# Plex TiVo Channel - I hate Frontier



## bradleys (Oct 31, 2007)

I was making some progress on the TiVo Plex channel adding images and setting the download to include sxxexx information. Even had a code party setup for thanksgiving week to finish up...

Now all the sudden Frontier Fios starts to copy protect all the channels. Well that sucks! 

The effort doesn't do me (or my friends) much good anymore...


----------



## Dan203 (Apr 17, 2000)

This was so you could watch .tivo files via Plex?


----------



## krkaufman (Nov 25, 2003)

bradleys said:


> The effort doesn't do me (or my friends) much good anymore...


Bummer.


----------



## bradleys (Oct 31, 2007)

Dan203 said:


> This was so you could watch .tivo files via Plex?


It gave me very reliable remote access for my content. I have used the TiVo app, but it isn't consistently reliable. Plex tends to be a very solid solution.

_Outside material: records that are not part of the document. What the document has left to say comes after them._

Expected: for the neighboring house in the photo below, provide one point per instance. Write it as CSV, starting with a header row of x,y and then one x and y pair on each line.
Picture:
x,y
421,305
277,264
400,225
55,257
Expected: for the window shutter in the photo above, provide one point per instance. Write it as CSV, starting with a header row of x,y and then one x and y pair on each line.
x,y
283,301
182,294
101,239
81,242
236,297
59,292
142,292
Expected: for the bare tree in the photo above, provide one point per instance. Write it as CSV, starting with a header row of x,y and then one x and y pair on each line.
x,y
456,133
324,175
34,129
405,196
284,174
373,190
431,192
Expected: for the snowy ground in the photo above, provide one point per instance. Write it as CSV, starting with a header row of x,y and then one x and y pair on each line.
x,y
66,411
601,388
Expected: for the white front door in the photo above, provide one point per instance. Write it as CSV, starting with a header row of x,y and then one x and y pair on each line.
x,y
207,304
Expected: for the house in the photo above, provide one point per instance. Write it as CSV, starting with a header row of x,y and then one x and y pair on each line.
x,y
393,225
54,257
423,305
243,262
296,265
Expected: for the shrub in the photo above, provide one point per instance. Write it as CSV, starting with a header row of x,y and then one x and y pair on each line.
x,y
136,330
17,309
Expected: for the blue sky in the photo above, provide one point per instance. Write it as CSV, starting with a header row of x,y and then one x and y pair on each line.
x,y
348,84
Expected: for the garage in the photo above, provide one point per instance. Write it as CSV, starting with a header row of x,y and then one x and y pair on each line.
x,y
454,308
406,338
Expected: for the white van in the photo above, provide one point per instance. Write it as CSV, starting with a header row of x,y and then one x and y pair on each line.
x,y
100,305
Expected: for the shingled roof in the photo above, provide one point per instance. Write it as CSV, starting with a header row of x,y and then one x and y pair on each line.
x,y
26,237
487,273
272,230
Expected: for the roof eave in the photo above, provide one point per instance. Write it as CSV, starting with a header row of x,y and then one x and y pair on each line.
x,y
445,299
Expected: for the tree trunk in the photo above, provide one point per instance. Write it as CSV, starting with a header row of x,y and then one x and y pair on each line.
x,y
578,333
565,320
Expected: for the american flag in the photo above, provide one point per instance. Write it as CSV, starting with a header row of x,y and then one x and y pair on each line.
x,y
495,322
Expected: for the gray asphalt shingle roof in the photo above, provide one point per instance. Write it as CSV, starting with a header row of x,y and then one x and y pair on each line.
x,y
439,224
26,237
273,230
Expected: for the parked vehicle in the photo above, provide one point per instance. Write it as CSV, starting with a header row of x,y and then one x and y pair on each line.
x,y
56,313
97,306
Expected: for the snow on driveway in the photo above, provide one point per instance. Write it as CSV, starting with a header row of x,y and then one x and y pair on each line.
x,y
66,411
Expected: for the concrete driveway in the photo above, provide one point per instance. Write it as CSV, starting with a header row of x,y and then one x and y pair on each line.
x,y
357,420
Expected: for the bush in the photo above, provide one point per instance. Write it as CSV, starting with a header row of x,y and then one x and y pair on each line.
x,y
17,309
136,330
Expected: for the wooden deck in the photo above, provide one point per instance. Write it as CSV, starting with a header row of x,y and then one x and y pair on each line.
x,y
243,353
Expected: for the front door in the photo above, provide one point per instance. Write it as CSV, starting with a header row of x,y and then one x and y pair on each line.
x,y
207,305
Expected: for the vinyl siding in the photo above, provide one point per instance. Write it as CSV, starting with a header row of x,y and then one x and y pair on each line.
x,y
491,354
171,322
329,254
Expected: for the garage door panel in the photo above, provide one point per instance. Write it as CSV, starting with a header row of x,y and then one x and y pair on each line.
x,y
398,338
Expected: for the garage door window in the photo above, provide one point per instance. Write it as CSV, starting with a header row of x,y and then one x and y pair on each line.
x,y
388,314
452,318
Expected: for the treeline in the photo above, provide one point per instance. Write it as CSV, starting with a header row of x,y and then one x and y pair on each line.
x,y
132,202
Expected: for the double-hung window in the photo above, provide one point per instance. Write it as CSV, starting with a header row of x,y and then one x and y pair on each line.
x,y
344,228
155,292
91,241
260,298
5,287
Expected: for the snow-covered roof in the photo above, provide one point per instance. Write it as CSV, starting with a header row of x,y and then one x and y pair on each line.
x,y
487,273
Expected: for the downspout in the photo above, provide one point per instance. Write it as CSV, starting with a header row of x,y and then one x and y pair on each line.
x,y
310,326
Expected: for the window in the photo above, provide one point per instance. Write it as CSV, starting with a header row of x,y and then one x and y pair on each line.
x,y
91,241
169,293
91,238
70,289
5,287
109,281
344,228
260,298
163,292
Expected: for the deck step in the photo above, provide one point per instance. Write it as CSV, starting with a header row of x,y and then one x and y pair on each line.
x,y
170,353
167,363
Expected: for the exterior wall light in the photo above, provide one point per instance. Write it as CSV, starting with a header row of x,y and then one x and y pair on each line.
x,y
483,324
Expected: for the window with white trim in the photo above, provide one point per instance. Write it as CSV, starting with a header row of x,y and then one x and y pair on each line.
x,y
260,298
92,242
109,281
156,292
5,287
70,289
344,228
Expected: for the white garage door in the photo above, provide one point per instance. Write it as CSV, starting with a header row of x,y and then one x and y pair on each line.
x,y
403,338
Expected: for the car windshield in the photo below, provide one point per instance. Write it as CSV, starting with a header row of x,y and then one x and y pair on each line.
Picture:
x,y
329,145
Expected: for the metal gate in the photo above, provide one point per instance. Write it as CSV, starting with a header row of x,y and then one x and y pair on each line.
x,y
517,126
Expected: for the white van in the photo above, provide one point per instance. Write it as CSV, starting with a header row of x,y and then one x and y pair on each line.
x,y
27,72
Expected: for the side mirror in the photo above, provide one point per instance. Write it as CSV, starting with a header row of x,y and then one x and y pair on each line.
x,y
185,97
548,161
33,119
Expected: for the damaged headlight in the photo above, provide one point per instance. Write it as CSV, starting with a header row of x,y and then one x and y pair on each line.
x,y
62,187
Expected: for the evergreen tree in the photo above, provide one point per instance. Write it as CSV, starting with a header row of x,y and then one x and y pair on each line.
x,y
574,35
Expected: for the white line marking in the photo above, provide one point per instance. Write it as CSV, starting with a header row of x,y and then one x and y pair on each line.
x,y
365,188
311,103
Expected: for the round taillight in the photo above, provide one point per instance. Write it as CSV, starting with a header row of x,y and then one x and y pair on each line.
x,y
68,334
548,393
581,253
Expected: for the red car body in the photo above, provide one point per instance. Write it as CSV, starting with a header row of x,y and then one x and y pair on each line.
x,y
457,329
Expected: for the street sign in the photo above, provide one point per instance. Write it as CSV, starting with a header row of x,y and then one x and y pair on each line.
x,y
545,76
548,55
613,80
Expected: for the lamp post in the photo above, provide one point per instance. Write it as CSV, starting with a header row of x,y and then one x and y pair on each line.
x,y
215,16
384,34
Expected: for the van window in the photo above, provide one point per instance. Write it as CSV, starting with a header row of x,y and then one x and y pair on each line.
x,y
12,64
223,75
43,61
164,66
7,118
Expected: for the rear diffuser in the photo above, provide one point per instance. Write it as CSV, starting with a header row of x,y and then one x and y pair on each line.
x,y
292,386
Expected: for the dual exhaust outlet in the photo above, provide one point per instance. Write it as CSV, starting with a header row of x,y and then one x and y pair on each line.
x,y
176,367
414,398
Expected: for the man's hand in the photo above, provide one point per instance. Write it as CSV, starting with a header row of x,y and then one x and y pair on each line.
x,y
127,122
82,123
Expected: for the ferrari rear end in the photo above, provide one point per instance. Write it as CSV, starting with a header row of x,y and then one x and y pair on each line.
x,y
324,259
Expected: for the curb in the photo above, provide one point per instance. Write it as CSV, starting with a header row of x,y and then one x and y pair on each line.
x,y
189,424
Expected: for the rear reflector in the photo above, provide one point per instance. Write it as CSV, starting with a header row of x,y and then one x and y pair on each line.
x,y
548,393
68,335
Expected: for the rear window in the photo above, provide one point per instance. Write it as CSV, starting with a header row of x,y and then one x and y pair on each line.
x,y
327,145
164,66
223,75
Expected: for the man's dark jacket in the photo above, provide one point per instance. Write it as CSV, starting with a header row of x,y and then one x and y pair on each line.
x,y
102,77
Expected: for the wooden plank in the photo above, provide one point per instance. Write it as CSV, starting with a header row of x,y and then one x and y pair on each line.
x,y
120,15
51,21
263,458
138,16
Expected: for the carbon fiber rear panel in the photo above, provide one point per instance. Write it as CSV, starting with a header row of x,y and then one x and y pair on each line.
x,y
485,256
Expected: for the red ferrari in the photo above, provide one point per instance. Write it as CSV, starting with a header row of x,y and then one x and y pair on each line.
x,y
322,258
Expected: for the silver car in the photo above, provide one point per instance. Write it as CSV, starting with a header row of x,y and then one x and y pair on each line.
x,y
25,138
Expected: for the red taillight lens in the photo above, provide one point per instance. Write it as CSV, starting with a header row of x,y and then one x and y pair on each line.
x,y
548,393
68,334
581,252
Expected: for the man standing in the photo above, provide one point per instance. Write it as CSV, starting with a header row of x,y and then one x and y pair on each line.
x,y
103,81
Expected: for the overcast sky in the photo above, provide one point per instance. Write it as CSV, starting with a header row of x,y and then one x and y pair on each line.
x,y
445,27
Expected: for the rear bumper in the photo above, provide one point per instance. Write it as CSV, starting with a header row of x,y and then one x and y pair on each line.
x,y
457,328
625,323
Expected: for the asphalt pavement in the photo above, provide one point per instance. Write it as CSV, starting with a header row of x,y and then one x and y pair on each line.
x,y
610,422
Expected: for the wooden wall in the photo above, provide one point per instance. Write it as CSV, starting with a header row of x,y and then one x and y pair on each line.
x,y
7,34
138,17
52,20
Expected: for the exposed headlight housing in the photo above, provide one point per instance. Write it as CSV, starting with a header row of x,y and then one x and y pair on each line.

When I am traveling I can drop in my Fire streaming stick, connect to plex and watch anything in mu library. With this channel - my tv recordings were included.

If you have a vacation home, it is a great solution.


----------



## krkaufman (Nov 25, 2003)

bradleys said:


> I was making some progress on the TiVo Plex channel adding images and setting the download to include sxxexx information. Even had a code party setup for thanksgiving week to finish up...
> 
> Now all the sudden Frontier Fios starts to copy protect all the channels. Well that sucks!
> 
> The effort doesn't do me (or my friends) much good anymore...


You guys could pool resources and get one of the $200 All-in renewed Roamio OTAs, to continue development ... while simultaneously petitioning Frontier to ease-up.


----------



## Dan203 (Apr 17, 2000)

If all he needs are sample files I can provide as many as he needs. But I assume since bradleys no longer has a personal use for the Plex channel his interest in further development has diminished.


----------



## krkaufman (Nov 25, 2003)

Dan203 said:


> If all he needs are sample files I can provide as many as he needs. But I assume since bradleys no longer has a personal use for the Plex channel his interest in further development has diminished.


Yeah, but my interest in his developing it hasn't waned a bit...!


----------



## bradleys (Oct 31, 2007)

We will see, all the locals are still available.


----------